The new roles for Levin and Kovacs show Marshall forming a new team to oversee NBCU’s advertising outreach after the departure of several key executives over the past several months. Linda Yaccarino, the ad-sales division’s previous chairman, left NBCU abruptly when it was discovered — just days before the company’s “upfront” presentation to advertisers — that she had been in talks to join Twitter, the social-media outlet now known as X, as its CEO. Krishan Bhatia, a key lieutenant, recently exited NBCU. Laura Molen, another Yaccarino deputy, left NBCU in late 2022.

Levin’s hire also suggests that TV companies may have to look outside their traditional circles to find executives well-versed in many of the media sector’s latest nuances, particularly as ad-supported streaming becomes more critical to media economics. Working in streaming means understanding how to use data to locate consumer niches; how to allocate programmatic sales; and scrutinizing such elements as whether a commercial surfaces to a particular subscriber with a too-great degree of frequency.

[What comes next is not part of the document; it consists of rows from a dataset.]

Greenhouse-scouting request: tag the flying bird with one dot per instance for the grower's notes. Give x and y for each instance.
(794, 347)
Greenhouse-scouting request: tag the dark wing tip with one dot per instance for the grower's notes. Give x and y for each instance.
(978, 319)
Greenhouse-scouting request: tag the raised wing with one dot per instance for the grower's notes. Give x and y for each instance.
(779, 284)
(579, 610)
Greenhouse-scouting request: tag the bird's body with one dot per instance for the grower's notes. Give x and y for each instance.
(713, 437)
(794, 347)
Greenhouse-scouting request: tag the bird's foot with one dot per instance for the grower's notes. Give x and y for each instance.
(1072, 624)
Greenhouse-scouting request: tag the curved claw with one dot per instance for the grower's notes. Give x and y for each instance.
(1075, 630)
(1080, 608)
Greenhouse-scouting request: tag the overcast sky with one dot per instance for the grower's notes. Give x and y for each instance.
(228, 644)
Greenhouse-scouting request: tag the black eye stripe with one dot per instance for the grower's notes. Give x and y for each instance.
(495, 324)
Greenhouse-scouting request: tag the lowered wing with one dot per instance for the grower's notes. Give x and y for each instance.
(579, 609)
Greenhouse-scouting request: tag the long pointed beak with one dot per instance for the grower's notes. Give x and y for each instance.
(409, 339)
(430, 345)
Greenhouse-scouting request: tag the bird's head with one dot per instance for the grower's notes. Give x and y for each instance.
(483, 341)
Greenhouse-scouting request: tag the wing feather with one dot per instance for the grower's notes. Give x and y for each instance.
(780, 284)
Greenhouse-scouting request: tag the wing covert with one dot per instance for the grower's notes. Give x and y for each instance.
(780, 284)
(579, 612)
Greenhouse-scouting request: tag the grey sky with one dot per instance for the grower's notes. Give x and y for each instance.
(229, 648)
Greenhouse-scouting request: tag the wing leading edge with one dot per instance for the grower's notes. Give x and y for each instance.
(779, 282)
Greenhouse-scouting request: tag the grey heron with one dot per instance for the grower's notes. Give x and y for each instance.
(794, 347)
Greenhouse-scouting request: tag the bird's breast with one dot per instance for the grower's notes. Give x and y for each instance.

The executive shuffle marks something of a rarity in the traditional media business, which has seen an exodus in recent years of top executives moving to digital venues. Levin is reversing the typical steps, leaving a senior role at a prominent streaming provider in favor of marshalling new support for some of media’s most recognizable properties, including “Sunday Night Football” and “Saturday Night Live.”

Levin had been a steady influence at Roku, and was the company’s first ad-sales hire. She was instrumental in helping the company establish itself with Madison Avenue and wooing marketers such as McDonald’s to a venue that was initially viewed as experimental. Before joining Roku, Levin worked for YuMe, IAC and BusinessWeek. Kovacs had been an executive vice president of client partnerships for NBCUniversal, and has been involved in a a variety of recent efforts for advertises and sponsors.

Roku’s ad-sales comes under the aegis of executive Charlie Collier, who joined the company approximately a year earlier. He is expected to seek a new senior executive to fill Levin’s remit, a move that would mark his first senior hire.